Exploring mechanisms for bacterial width change using coarse-grained simulations of the peptidoglycan cell wall

Abstract

Rod-like bacteria control cell width with high precision during growth. For a given species and growth medium, the variation in cell widths in a population is only about 5%. At the same time, the widths appear flexible when the cells are subjected environmental perturbations by changing their cell widths into a new steady state quickly. Despite decades of research on cell shape, how cells display such precise width control while also showing pliancy upon environmental perturbations remains unknown. Previous experiments have shown that the peptidoglycan (PG) cell wall is the major contributor to resisting the high intracellular pressures in the cell by forming a rigid scaffold around the cell. During growth, new PG is inserted into the cell wall and old material is broken down. Together, these processes result in the dynamic equilibrium that determines cell shape.
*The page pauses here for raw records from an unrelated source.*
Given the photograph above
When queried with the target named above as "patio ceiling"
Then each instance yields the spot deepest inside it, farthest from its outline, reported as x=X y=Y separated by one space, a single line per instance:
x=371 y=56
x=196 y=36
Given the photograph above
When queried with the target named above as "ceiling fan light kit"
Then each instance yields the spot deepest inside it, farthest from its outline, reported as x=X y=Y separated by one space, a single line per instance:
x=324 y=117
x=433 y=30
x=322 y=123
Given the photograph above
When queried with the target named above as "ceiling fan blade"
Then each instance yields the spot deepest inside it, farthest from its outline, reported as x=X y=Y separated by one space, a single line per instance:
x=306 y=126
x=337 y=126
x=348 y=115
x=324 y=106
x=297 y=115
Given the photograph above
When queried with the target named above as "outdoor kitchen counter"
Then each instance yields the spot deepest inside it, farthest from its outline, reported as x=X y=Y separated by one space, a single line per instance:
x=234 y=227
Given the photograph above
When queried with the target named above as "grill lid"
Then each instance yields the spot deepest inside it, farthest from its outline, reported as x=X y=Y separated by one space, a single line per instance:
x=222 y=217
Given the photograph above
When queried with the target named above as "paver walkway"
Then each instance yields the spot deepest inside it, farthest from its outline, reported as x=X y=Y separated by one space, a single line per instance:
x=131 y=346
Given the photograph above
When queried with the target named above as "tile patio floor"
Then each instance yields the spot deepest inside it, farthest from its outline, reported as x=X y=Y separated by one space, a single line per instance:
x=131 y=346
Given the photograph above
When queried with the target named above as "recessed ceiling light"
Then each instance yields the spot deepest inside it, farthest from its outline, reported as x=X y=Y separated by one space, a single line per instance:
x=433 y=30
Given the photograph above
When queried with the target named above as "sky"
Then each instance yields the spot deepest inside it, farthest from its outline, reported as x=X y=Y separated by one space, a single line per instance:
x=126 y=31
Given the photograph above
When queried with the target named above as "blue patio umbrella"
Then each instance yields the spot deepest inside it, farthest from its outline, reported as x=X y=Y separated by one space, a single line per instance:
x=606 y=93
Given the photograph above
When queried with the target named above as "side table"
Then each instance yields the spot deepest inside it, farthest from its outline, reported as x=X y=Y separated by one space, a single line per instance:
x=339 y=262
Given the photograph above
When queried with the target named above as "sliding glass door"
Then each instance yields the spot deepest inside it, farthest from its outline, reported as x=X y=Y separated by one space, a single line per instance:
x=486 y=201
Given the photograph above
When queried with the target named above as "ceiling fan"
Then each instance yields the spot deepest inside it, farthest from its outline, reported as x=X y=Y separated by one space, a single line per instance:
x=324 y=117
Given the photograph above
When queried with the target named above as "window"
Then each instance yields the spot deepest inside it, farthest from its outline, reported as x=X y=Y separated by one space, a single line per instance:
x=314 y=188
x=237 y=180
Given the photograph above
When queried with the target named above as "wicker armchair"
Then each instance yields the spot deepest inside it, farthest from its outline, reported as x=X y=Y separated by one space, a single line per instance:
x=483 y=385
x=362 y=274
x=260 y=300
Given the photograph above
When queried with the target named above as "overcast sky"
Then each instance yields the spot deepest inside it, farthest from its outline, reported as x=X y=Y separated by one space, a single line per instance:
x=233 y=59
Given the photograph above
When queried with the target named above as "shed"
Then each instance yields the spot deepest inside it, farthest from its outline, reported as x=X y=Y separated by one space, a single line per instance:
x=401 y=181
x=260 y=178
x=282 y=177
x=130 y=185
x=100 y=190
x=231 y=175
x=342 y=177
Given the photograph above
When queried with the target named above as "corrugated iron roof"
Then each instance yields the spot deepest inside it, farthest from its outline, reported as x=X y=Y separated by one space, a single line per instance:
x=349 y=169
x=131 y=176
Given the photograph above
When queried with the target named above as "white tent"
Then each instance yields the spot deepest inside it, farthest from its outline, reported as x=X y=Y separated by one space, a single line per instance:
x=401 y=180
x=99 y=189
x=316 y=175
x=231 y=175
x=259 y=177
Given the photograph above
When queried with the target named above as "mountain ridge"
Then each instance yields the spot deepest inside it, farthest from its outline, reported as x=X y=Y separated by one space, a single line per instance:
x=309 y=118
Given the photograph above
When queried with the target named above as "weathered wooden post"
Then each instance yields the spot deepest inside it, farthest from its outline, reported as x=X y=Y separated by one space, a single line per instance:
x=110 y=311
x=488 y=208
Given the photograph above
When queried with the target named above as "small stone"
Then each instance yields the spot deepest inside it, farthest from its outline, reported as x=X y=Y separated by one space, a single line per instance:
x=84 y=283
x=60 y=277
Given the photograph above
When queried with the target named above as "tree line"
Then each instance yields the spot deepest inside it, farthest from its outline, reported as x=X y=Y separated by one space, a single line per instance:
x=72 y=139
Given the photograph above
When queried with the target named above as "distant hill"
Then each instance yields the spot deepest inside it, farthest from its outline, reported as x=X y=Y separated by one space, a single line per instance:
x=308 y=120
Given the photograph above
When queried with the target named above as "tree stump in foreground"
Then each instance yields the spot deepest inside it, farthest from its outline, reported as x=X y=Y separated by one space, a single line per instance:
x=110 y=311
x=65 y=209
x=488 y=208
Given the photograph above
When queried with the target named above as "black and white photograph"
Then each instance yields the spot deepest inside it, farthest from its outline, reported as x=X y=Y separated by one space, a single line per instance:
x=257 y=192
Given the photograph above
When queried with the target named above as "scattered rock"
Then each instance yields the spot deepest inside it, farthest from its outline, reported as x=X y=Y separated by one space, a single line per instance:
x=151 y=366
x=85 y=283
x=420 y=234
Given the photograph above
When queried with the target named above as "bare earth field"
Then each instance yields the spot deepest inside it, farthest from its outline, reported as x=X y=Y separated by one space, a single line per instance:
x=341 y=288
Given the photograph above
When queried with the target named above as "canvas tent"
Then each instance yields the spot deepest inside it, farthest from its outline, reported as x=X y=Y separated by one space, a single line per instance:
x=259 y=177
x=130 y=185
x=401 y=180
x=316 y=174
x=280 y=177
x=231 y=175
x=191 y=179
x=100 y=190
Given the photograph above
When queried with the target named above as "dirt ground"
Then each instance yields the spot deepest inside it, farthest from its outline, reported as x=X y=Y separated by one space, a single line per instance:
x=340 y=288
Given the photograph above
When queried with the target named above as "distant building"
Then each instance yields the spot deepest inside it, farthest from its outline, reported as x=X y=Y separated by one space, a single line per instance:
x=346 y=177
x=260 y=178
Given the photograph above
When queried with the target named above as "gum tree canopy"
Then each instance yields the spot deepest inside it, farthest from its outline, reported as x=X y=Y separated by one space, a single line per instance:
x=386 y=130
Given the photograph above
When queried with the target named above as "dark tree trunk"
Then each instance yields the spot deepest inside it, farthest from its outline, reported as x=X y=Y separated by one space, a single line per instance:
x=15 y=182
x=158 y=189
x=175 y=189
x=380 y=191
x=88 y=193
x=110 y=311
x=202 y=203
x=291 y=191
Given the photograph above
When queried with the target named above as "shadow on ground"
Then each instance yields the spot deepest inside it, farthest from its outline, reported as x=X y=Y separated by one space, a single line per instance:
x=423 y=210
To understand the effects of cell wall remodelling and PG topology on width homeostasis, we conducted coarse- grained computational simulations that mimic the cell wall and the processes of PG synthesis and breakdown. Different from previous simulations of whole-cell sacculi, we restrict our simulation to a small periodic patch of PG with dynamic boundaries that mimic the high intracellular turgor pressure. This allows for fast computation and thus for the systematic investigation of model parameters, e.g., the rates of cutting and insertion. Our computational simulations then allow us to systematically test different mechanisms of PG insertion and breakdown for their ability to decrease or increase cell width over time. We show that insertions of long, unstretched glycan strands when coupled with cutting of nearby PG bonds is sufficient to constrict the width of the cell over many generations, and the inhibition of such insertions results in an increase in cell widths.